Final answer:
To solve the investment problem, we corrected a typo and used substitution and addition methods to find that $11,480 is invested at 3% and $10,280 is invested at 2%.
Step-by-step explanation:
The student is solving a system of linear equations related to a word problem involving investment at different rates of interest, specifically 3% and 2%. To find the amounts invested at each rate, let's denote x as the amount invested at 3% and y as the amount invested at 2%. According to the problem we are given the following system:
- x = y + 1200
- 0.03x + 0.02y = 550
To solve the system using the method of addition, we must first express one of the variables in terms of the other using the first equation, then substitute this expression into the second equation. However, there is a typo in the provided system of equations. Instead of 'x = y + 12000', it should read 'x = y + 1200' according to the original statement of the problem.
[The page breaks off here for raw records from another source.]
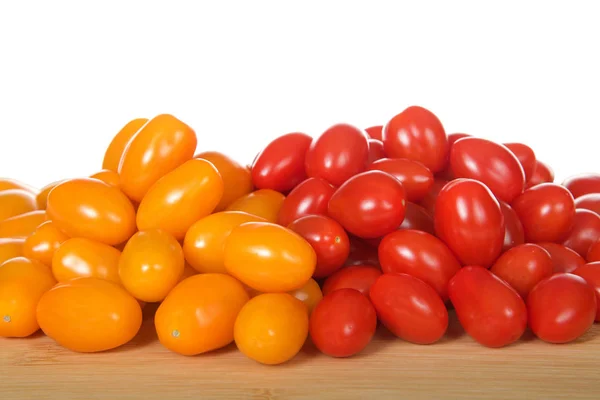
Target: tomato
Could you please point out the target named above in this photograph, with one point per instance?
(236, 179)
(84, 258)
(160, 146)
(523, 266)
(490, 163)
(92, 209)
(22, 284)
(369, 213)
(268, 257)
(89, 315)
(489, 310)
(415, 177)
(43, 243)
(409, 308)
(151, 264)
(343, 323)
(469, 220)
(117, 146)
(308, 198)
(204, 243)
(271, 328)
(591, 273)
(547, 212)
(339, 153)
(180, 198)
(513, 229)
(359, 277)
(421, 255)
(563, 258)
(15, 202)
(264, 203)
(561, 308)
(327, 238)
(22, 225)
(280, 166)
(199, 314)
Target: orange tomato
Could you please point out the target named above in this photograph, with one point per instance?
(237, 179)
(22, 284)
(92, 209)
(204, 243)
(199, 313)
(264, 203)
(271, 328)
(268, 257)
(116, 148)
(43, 243)
(84, 258)
(89, 315)
(151, 265)
(22, 225)
(159, 147)
(180, 198)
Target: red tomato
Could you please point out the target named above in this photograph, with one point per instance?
(327, 238)
(490, 310)
(523, 266)
(409, 308)
(309, 197)
(547, 212)
(343, 323)
(359, 277)
(417, 134)
(469, 220)
(280, 166)
(369, 213)
(415, 177)
(561, 308)
(490, 163)
(341, 152)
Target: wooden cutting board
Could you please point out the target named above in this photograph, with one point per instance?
(455, 368)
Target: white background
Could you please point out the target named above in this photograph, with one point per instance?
(241, 73)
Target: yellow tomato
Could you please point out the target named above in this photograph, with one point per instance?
(204, 243)
(180, 198)
(237, 179)
(264, 203)
(268, 257)
(92, 209)
(160, 146)
(22, 284)
(198, 314)
(151, 265)
(117, 146)
(89, 315)
(271, 328)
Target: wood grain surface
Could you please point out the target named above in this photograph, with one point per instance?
(455, 368)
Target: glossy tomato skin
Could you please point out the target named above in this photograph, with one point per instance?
(489, 310)
(369, 205)
(490, 163)
(327, 238)
(547, 212)
(310, 197)
(561, 308)
(91, 209)
(523, 266)
(469, 220)
(417, 134)
(343, 323)
(280, 166)
(339, 153)
(421, 255)
(409, 308)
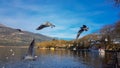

We correct the typo and proceed:
- Substitute x in the second equation with y + 1200: 0.03(y + 1200) + 0.02y = 550.
- Expand and simplify: 0.03y + 36 + 0.02y = 550.
- Combine like terms: 0.05y + 36 = 550.
- Subtract 36 from both sides: 0.05y = 514.
- Divide by 0.05: y = 10280.
- Substitute y back into the first equation to find x: x = 10280 + 1200, so x = 11480.
In conclusion, $11,480 is invested at 3%, and $10,280 is invested at 2%.